The first order of business, according to Murray, is to distinguish the reason behind the sexy-time recession. For my hubz and me, it was very clearly an issue of extraneous circumstances. The minute those distractions settled down, the issue resolved itself. For others, the issue could stem from an emotional place. Murray explains: “I see a lot of couples where their sex life is suffering because of other dynamics in their relationship. It’s hard to have good or frequent sex when we are feeling emotionally disconnected, fighting constantly or feeling like a low priority to our partner.”

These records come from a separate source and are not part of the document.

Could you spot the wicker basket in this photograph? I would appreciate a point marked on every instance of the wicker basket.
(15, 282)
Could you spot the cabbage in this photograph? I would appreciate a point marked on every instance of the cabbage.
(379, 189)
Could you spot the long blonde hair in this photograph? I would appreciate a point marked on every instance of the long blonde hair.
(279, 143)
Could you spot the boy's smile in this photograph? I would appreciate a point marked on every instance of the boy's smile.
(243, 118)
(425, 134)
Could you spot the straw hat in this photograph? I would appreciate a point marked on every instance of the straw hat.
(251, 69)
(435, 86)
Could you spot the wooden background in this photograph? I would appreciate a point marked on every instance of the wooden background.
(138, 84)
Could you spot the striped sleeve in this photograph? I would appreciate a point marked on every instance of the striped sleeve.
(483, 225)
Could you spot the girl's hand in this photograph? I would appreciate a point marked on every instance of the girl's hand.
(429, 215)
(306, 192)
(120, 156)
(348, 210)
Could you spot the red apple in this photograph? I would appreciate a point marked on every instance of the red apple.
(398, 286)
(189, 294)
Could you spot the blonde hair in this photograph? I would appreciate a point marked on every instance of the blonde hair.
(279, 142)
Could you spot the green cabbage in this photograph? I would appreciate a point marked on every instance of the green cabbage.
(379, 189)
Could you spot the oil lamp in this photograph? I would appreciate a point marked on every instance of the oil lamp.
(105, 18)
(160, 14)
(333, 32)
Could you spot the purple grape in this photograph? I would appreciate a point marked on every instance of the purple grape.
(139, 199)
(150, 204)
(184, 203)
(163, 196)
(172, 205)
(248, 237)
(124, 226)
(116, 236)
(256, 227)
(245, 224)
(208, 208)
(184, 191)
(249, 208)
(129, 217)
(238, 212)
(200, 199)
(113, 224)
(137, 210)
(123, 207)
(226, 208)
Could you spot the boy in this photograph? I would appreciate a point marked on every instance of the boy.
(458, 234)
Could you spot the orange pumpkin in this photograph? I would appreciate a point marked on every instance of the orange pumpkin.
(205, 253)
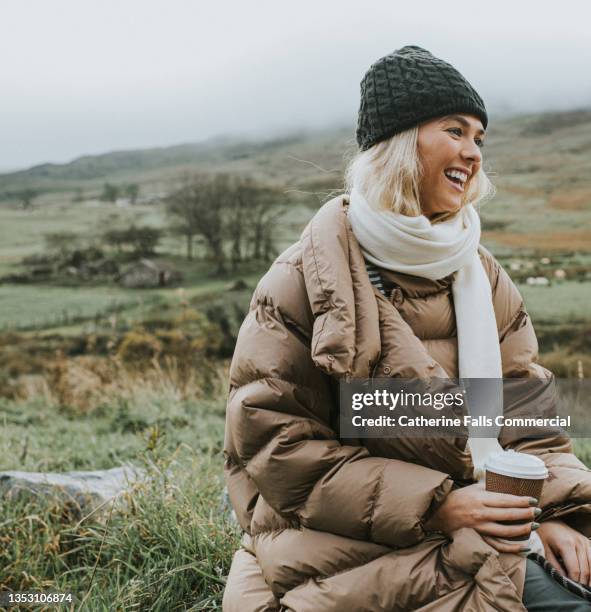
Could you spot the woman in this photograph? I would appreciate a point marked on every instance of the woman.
(385, 281)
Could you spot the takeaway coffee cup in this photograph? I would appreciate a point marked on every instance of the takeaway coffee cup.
(517, 474)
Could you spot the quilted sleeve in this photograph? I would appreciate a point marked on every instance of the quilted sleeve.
(278, 431)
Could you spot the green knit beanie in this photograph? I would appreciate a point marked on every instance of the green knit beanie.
(407, 87)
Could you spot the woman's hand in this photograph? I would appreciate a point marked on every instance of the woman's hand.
(568, 550)
(473, 506)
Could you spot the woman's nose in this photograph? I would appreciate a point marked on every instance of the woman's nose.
(472, 152)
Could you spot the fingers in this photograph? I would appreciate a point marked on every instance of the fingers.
(510, 514)
(553, 560)
(571, 562)
(505, 500)
(505, 531)
(506, 547)
(583, 562)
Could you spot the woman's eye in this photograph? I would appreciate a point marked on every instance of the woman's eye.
(458, 132)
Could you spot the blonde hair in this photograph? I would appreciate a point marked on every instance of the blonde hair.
(388, 174)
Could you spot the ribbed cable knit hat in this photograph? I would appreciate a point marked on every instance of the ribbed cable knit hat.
(407, 87)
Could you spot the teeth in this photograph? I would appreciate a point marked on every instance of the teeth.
(462, 176)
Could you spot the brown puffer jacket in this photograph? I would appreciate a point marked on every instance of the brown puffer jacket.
(335, 526)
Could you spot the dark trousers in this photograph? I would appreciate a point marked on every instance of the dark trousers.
(543, 594)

Once the cause is determined, the next step is often the most uncomfortable to initiate: Have a good old-fashioned conversation about it. “It’s easier to let things continue down the dry-spell road by avoiding the tough conversation,” says Murray. “But it’s difficult to change things without having a frank conversation with your partner about how your sex life could use a little more attention and effort.”

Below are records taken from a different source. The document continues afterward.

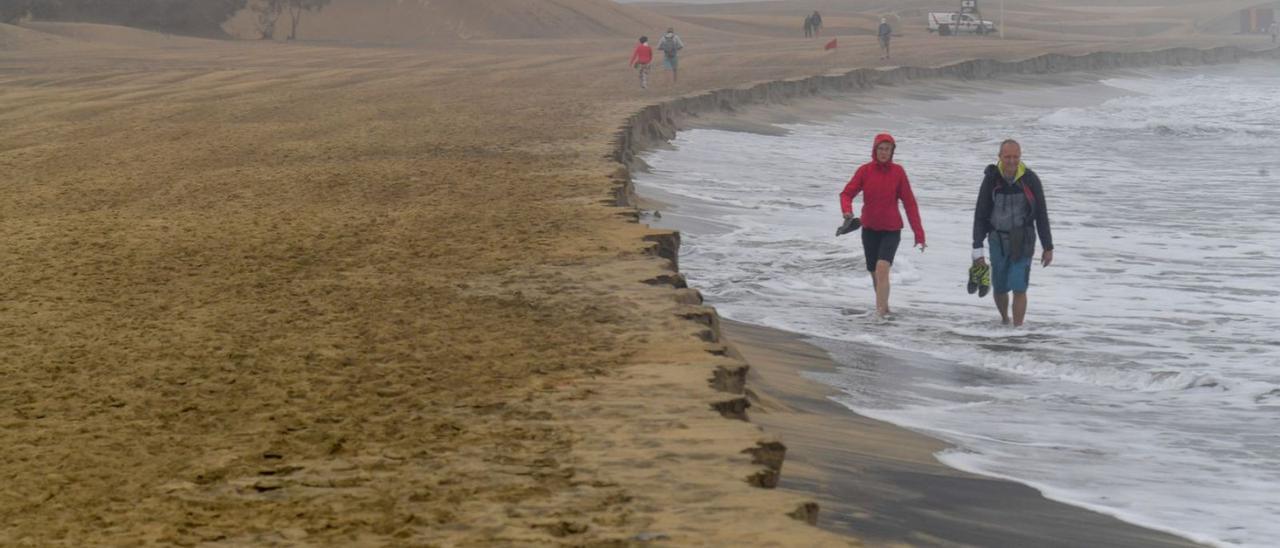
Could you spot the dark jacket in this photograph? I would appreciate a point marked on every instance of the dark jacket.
(993, 182)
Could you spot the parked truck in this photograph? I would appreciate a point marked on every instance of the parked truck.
(947, 23)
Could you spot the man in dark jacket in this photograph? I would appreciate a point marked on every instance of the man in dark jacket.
(1010, 213)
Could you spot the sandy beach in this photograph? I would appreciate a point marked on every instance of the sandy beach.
(375, 288)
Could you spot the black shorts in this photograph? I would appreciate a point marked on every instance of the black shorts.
(880, 246)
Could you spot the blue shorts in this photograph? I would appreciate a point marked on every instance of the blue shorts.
(1008, 275)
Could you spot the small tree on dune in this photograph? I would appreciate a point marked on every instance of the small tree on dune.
(296, 9)
(266, 12)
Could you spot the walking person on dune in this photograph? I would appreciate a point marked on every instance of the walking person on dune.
(671, 46)
(640, 59)
(882, 185)
(885, 32)
(1010, 213)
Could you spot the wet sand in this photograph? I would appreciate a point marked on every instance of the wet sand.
(882, 483)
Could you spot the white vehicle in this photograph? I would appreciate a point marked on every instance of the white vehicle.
(947, 23)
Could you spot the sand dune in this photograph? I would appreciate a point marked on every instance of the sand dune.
(18, 39)
(433, 21)
(100, 35)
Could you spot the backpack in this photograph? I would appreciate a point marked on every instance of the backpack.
(668, 45)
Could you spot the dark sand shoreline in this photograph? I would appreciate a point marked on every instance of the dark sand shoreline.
(881, 482)
(874, 480)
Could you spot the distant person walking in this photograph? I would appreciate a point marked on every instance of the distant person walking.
(640, 60)
(1009, 214)
(671, 46)
(882, 185)
(885, 33)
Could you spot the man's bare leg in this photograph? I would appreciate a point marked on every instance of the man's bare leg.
(1002, 306)
(1019, 309)
(881, 281)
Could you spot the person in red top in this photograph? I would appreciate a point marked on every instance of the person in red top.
(640, 59)
(882, 185)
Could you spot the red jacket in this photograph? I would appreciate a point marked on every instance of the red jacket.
(641, 55)
(882, 186)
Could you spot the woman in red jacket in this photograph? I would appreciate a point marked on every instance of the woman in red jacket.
(882, 183)
(640, 60)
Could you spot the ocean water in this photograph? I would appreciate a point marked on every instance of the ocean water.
(1146, 383)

When things started slowing down in our marriage, I assumed my man was content with, or rather oblivious to, our dip in doing the deed. The minute we opened the conversation, I realized that we both felt dissatisfied and more importantly both wanted to fix it. Murray agrees that it’s these types of assumptions that can drag out the drought. But talking about it is not just about getting on the same page; it’s also important to re-discover what turns each other on. “It’s amazing how often we hold misperceptions or don’t keep up with our own, or our partner’s, changing desires and preferences.” Maybe you used to get in the mood at night but now would prefer morning quickies. Perhaps you used to love oral sex but aren’t as into it anymore. Did you used to laugh about dirty talk but now would appreciate a little verbal encouragement? Tell your partner! “Talk about the new things you like,” says Murray. “Positive reinforcement makes your partner feel more confident to please you, and conversations about what we like sexually can put us in the mood for a sexual romp!” That’s a win, win, if you ask me.
Then it comes down to setting ourselves up for sexual success, and that often means making some small lifestyle changes. “Essentially, we want to ask ourselves, ‘What would make me want to have more sex?’ And then start making the changes to make that happen,” explains Murray. So, if morning snogs are your jam now, start setting your alarm a bit earlier than usual. If dirty talk is what you’re into, start sending sexy messages throughout the day. If all the daily chores have you stressed out (which a whopping 62 per cent of women say is highly linked to their marital dissatisfaction), make a point of divvying up the housework between you. All of these small tweaks will lead to more opportunities for the big “O.”
And if that doesn’t work, Murray highlights another fun way to re-discover your desire: Go back to the scene of the crime, so to speak. “Perhaps the slump is because some of the context that used to surround good sex at earlier stages of the relationship, like flirting, longer foreplay and romance, aren’t happening as much now,” she says. To do that, retrace your steps back to the sexiest time in your relationship and recreate some of those scenarios, says Murray, even if it’s heading back to that favourite mood-lit restaurant or having a hot makeout on the couch, sans TV. (There’s really nothing like a good makeout, amirite?)
The moral of the story: It’s OK to ride out the lows, but with a conversation and a few small tweaks, you could be checking your sex rut outside the bedroom door.